Accueillir le pécheur avec bonté, patience et psychologie ne signifie en rien l’installer dans sa situation de pécheur ni devenir complice de son péché. Chrétiens ou non, les gens le sentent. Je le vois sur les plages, par exemple, quand je vais à la rencontre des estivants. Beaucoup ne savent pas qu’ils sont malheureux parce qu’ils sont pécheurs. Parce qu’ils vivent dans des situations qui les éloignent de Dieu. Mettre le doigt sur ce qui les fait souffrir, sur ce qui les blesse, peut leur être d’un grand secours. Invoquer l’amour de Jésus en passant à la trappe son appel à la conversion relève plus du péché contre l’Esprit Saint que de la miséricorde divine. C’est un blasphème. N’oublions jamais cela, surtout quand l’on va au-devant de nos frères musulmans.

L’évangélisation des musulmans est un charisme de votre communauté… Pourquoi ?

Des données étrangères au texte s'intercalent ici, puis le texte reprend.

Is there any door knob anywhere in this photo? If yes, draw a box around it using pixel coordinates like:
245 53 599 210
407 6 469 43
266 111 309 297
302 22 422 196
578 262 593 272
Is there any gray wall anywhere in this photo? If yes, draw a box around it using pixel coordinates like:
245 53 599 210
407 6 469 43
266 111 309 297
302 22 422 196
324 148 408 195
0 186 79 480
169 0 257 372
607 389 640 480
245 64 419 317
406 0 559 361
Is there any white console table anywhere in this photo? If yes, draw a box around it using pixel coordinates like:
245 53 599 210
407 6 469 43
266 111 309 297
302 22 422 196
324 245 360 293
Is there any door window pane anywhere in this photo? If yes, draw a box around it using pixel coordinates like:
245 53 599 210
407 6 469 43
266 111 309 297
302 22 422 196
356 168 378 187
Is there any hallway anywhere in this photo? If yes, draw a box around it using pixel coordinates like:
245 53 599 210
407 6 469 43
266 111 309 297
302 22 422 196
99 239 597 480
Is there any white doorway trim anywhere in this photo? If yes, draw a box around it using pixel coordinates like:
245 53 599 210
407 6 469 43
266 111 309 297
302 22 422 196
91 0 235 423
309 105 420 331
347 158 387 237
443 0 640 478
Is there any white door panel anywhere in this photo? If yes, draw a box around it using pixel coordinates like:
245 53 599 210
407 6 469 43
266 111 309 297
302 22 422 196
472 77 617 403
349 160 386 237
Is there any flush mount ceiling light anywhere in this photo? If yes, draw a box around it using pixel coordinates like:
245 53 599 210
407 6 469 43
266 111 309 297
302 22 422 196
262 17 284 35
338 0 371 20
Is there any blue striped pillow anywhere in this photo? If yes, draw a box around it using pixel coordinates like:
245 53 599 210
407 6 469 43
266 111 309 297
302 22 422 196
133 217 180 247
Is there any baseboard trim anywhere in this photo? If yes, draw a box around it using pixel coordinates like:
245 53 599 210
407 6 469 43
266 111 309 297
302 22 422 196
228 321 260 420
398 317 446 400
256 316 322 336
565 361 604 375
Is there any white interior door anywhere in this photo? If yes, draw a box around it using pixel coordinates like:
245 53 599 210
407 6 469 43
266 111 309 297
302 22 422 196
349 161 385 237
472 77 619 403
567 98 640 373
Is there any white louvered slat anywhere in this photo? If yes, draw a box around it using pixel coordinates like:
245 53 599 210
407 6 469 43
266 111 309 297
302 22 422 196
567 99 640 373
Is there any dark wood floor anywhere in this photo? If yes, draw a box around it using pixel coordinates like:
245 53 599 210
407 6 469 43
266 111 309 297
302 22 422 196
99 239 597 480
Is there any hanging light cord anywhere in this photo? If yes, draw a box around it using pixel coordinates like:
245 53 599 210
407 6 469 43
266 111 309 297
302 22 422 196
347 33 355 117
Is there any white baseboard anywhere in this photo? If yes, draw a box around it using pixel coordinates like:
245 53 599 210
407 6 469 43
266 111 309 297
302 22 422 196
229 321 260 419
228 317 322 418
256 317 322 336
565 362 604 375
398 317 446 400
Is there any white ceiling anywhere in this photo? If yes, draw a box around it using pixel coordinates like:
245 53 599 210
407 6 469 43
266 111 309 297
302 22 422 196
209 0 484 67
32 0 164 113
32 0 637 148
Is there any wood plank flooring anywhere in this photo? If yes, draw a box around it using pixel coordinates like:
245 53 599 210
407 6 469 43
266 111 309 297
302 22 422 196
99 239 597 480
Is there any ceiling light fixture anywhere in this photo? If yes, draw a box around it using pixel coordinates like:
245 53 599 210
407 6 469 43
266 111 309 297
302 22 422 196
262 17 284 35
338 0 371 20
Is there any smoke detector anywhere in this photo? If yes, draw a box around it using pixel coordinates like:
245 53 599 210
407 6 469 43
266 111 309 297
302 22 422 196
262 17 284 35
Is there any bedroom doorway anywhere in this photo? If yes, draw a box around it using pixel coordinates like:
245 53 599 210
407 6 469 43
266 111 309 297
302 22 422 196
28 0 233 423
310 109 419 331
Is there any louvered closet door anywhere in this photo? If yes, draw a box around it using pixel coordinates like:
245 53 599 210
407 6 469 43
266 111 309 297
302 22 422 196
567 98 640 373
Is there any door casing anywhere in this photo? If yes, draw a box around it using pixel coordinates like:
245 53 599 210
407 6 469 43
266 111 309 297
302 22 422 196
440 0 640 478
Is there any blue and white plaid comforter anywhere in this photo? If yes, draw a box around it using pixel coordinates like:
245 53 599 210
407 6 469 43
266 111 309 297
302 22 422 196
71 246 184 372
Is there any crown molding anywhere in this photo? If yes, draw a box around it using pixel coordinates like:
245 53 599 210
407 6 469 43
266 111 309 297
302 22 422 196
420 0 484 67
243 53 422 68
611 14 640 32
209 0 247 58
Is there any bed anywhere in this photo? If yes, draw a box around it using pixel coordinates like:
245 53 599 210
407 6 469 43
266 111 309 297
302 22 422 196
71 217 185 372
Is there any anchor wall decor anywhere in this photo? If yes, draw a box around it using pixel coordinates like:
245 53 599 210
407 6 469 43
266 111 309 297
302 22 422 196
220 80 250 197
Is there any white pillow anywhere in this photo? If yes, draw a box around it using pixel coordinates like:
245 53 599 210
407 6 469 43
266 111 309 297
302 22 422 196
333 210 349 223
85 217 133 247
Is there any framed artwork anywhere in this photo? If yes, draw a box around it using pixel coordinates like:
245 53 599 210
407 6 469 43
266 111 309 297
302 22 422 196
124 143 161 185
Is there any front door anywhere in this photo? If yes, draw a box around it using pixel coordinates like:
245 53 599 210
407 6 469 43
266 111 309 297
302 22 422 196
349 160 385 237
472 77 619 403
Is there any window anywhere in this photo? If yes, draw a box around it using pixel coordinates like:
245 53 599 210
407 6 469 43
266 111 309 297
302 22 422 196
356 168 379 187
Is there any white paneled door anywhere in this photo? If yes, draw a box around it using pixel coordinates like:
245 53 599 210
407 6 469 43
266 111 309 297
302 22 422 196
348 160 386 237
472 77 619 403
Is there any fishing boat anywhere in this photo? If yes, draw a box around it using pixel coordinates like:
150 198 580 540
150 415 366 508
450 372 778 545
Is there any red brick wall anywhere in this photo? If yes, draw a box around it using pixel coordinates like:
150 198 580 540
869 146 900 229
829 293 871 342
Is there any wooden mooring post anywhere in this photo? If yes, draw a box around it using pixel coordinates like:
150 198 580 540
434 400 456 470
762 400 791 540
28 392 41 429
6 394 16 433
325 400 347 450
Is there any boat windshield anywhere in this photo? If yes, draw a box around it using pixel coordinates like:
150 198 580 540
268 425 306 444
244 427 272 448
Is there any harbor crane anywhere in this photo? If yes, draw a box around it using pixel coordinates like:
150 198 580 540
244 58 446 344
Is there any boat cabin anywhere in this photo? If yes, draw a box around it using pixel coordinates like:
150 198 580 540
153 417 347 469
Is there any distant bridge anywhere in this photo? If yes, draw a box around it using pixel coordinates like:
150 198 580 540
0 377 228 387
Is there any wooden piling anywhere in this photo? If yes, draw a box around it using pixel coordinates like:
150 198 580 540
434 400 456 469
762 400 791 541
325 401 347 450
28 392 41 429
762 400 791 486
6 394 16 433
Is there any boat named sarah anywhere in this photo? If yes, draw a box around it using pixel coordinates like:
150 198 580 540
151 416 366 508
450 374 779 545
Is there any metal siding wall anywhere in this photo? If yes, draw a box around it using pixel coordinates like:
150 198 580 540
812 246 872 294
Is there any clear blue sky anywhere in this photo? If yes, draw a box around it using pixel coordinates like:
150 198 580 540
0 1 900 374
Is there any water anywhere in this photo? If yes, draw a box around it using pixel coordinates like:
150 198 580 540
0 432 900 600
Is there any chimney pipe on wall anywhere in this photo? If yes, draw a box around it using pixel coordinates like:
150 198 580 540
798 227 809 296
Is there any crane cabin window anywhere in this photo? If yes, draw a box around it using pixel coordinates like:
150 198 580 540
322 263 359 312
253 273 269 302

Pour nous, aller au-devant de nos frères musulmans, y compris des salafistes aux tendances les plus dures, cela fait partie de la miséricorde. Celle-ci est d’ailleurs le point d’accroche avec eux. On peut leur dire : « tu es un vrai frère car la miséricorde est un thème capital pour toi ». Certes, pour les musulmans, Allah fait miséricorde à qui il veut et il la retire à qui il veut. Dans le Coran, la miséricorde est donc liée à une volonté divine arbitraire. Mais l’idée est là et permet d’établir une relation, de nouer le dialogue avec eux. Puis de leur annoncer l’Évangile car le dialogue interreligieux ne peut remplacer l’annonce du Christ miséricordieux ».